My parents love X-files & Twillight Zone, so I’d go with Paranoia Agent or Pet Shop of Horrors. Those are probably terrible answers, sorry.

I think my grandparents would like something cute, but not TOO kiddy. How about The Girl Who Leapt Through Time? Funny, cute, romantic.

Other great answers: Millennium Actress (Kichara), Only Yesterday (anonymous), “Personalized chopstick sets; comfortable haori jackets. (I did this, they loved it)” – (anonymous)

Zac suggests: Hot Honey Bunny Stompers play some great big-band swing, Spitz and Remioromen both play some really catchy softer rock, and there are always oldies collections from guys like Kyu Sakamoto.

The Otaku USA anime reviewer who’s seen everything


My suggestion: Are my parents reading this? I want a Japanese mahjong set. This site has some for under $50. If you really want to surprise the otaku on your list, get them a nagashi somen machine.

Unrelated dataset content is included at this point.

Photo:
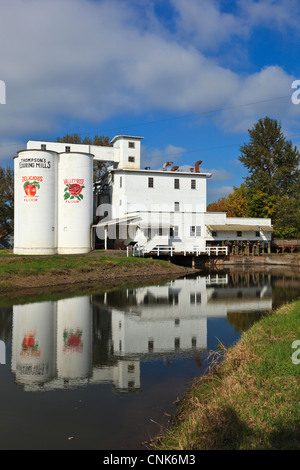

Caleb: Osamu Dazai’s novel No Longer Human. Seems only appropriate.

The Internet suggests: A book of Tadanori Yokoo’s poster art – anonymous

The Art of Osamu Tezuka: God of Manga (specifically the included documentary DVD, “Secret of Creation”) — Evan Minto (This is a great gift for anyone on your list.)

Late Spring (1949) Yasujirou OZU (Something non-anime for the person who has seen everything in anime.) – anonymous

Giants and Toys” (1958), dir. Yasuzo Masumura – anonymous

30 Rock, because it’s awesome, quick to watch and because the only thing they haven’t seen recently is something non-anime.” – anonymous (Oh Internet, you know me too well!)

Zac suggests: Since nothing will ever be good enough, try Ling Tosire sigure or Midori. At least they will made your friends cower in fear.